The list of potential threats to the UK coastline includes inadvertent oil and chemical discharges as well as plastic and natural products and the Maritime and Coastguard Agency (MCA) regularly trains across the UK against any of those happening.
The counter-pollution scenario led by the MCA – which is the biggest exercise of 2023 – is under way this week just off Aberdeen.
MCA Chief Executive Virginia McVea will be on the water assessing the operation in person. She said: “As well as honing our capability and spotting any gaps, the exercise is a clear demonstration of how well prepared we are as a country to protect our offshore habitats, coastline, economy and communities from pollution at sea.”
The MCA’s Head of Counter-Pollution and Salvage, Stan Woznicki, said: “Major training exercises such as these are key components of a wider training programme as they familiarise the teams with the considerable size and complexity of the response equipment, as well as the number and diversity of the personnel needed to deliver an effective response.
“Where delivery of response must be delivered quickly, this experience is crucial.”
Also attending are representatives from Port of Aberdeen, the Marine Directorate of the Scottish Government, and other oil spill response organisations from across the UK.
The MCA’s Counter-Pollution and Salvage team's remit is UK-wide and can range from large-scale emergencies requiring the mobilisation of extensive national resources to tailored response support to smaller incidents where the national specialist capability is required.
The UK’s protection is provided from three equipment bases situated in Barnsley, Dundee and Bristol, which ensures responses to a forward deployment point on the UK mainland within 15 hours.
The MCA exercise is being held just off the Port of Aberdeen and will run from 10-12 October involving hundreds of metres of equipment, a small flotilla of vessels and about 50 people from various organisations.
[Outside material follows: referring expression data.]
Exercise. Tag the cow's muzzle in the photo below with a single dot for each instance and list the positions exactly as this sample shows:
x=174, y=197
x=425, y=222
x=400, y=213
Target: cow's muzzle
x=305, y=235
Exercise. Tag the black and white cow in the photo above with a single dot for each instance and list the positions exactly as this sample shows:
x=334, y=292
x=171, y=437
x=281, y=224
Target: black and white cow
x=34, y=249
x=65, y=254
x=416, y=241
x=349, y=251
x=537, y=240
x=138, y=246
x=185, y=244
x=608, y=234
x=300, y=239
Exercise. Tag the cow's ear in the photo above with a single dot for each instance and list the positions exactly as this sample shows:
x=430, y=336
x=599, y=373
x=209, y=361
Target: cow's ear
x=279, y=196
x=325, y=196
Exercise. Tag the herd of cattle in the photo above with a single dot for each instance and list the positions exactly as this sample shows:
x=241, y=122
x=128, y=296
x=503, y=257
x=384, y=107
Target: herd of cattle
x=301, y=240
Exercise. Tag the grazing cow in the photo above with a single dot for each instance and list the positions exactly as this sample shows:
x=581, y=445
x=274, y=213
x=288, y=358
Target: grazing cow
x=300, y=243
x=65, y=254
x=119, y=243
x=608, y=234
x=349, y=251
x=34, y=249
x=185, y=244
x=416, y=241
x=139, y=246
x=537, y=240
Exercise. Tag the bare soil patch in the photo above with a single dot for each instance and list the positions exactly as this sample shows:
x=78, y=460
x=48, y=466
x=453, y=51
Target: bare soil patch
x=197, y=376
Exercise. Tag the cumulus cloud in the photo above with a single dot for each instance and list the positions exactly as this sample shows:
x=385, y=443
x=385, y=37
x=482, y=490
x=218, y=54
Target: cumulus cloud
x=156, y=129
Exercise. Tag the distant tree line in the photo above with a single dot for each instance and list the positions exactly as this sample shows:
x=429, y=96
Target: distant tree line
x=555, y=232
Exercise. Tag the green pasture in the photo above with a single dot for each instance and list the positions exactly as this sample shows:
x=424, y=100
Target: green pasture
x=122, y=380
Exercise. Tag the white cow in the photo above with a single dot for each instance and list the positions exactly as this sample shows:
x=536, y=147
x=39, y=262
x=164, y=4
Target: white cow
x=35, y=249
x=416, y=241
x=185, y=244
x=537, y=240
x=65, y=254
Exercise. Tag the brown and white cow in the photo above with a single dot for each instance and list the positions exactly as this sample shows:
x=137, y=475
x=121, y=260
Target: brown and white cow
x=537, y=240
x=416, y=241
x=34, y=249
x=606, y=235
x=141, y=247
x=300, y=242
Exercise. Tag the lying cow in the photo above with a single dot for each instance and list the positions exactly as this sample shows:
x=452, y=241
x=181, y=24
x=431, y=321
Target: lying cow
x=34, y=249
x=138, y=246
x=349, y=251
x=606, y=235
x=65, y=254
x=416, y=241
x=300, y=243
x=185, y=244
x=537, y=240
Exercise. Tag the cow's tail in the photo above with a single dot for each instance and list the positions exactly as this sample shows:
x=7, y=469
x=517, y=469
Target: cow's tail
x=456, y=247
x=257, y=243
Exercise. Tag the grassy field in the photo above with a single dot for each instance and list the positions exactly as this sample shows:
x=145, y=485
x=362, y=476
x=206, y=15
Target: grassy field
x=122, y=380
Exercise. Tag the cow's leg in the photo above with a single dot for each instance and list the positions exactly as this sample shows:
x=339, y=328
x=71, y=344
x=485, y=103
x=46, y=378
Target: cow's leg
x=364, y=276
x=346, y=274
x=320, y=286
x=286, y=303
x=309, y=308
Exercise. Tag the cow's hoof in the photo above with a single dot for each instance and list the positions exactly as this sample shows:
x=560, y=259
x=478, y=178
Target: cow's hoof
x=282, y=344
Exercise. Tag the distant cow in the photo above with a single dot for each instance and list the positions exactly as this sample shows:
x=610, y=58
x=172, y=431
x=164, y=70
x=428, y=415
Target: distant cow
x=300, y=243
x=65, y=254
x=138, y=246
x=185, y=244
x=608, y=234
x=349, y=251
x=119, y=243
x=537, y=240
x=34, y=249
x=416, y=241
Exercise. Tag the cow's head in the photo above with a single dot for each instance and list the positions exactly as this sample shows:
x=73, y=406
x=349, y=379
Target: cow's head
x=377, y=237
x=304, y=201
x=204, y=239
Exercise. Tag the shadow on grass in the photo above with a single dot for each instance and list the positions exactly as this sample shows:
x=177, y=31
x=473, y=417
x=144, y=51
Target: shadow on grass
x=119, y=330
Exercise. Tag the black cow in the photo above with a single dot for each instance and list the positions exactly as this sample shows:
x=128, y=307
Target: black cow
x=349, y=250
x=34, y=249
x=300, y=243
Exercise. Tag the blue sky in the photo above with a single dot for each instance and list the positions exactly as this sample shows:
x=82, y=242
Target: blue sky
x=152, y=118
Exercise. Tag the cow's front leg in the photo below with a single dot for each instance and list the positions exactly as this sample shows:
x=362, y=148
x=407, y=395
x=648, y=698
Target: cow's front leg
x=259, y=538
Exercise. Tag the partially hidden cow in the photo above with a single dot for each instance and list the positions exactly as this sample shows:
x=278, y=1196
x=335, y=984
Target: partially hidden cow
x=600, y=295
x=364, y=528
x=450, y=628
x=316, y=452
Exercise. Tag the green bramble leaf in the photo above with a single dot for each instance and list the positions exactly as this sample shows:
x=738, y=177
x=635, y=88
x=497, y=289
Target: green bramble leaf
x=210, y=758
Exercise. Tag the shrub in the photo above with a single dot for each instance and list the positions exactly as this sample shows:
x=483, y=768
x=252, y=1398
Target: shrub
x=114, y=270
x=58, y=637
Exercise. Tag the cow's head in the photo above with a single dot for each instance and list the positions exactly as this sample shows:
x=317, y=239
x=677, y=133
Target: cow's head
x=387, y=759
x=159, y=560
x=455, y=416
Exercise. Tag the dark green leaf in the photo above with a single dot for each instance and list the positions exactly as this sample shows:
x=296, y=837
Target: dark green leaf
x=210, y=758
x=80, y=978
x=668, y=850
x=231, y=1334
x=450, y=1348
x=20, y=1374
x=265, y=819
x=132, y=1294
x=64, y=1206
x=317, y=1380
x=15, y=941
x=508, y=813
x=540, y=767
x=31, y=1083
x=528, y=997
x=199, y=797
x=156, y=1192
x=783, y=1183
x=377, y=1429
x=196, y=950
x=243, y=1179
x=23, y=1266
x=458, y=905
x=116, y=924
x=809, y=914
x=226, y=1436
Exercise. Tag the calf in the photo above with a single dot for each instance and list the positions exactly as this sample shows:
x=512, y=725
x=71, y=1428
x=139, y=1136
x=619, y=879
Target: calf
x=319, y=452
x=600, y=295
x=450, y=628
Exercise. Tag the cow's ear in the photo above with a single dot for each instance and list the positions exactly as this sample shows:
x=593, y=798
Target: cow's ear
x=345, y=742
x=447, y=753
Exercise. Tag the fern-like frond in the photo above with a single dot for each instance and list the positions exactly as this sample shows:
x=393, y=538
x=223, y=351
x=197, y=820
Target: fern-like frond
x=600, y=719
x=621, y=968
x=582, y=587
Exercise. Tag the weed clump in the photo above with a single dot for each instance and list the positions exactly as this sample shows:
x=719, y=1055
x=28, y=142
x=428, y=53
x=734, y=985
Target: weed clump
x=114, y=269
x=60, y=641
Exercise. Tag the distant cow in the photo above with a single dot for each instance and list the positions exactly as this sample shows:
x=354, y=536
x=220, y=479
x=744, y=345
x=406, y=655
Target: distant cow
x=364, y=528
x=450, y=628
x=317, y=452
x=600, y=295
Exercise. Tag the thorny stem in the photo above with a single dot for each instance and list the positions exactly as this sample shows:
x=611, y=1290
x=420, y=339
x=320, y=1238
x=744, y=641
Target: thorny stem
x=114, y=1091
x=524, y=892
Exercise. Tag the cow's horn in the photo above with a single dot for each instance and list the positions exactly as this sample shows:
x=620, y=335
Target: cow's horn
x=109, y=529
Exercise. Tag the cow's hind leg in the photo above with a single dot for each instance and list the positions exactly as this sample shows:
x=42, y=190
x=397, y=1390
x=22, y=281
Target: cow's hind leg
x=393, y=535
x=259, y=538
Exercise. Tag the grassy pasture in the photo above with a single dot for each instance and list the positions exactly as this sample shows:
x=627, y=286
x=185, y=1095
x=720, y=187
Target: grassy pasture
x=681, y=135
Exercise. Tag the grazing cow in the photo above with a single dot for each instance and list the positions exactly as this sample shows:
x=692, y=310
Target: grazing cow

The event is weather-dependent but planned rehearsals include a theoretical spill of 750 tonnes of oil close to the coast. Among the kit being deployed are booms to limit the spread of pollutant, equipment known as skimmers to collect it, and a huge storage bag to hold it ready for disposal.
The activity also includes a flyover of two planes practising surveillance and mock dispersant sprays. No real oil or real dispersant spray will be used in this exercise.